Spelunking Service Broker – Dialogs

The simplest way to describe SQL Service Broker is “message queues in the database.” If the queues are tables in the database then you can do your entire message processing using a local transaction. If you use a separate queuing technology like MSMQ, you can still pull items off the queue, update data in the database and send out messages in the scope of a transaction – it just has to be a distributed transaction. Being able to use a local tx gives us a big performance gain. But, while important, this perf gain isn’t the most compelling reason to use SSB. It turns out that SSB provides important semantic messaging benefits in addition to perf benefits.

If you study at the semantic messaging model defined by message queuing systems such as MSMQ, MQ Series and WS-RM you’ll notice that it is inherently one way. Section 2 of the WS-RM spec defines the reliable messaging model to be between a source sending the messages and a destination receiving them. The problem with this model is that as message patterns between services gets richer, we’re going to want bi-directional reliable messaging. SSB calls this a dialog.

Before you can send messages between services in SSB (assuming everything’s been configured), you first have to BEGIN DIALOG and provide the initiating and target service, plus the message contract (more on that in a later post). Note that it’s called initiator and target, not sender and receiver. Either side of the dialog can send messages to the other as part of the contract by using SEND ON CONVERSATION – the only requirement is that the initiator sends the first message (hence the name “initiator”). All messages are guaranteed to be delivered exactly once and in order, or both sides of the conversation are notified of the failure and the dialog is torn down. I’m not sure if it guarantees in-order delivery of messages in opposite directions. There are cases where this might be important – I send an order cancellation as I send you a shipping notification – but typically there’s a business reason for who “wins” such a conflict. In this shipping/cancellation example, even if you sent me the cancellation before I sent shipment notification, it’s not like I can recall the shipment.

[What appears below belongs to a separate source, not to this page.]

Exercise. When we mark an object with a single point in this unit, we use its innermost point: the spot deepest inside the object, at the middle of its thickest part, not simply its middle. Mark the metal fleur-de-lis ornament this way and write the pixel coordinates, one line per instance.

My only issue with this bi-directional reliable messaging is that I’m so used to thinking in terms of one-way RM that it’s taking me a while to wrap my head around it. Many of the sample interactions I come up with are simple patterns where the target simply acknowledges the incoming message. Order processing is a good example where I may get meaningful messages (i.e. not simple acks) coming from both ends. What are some others?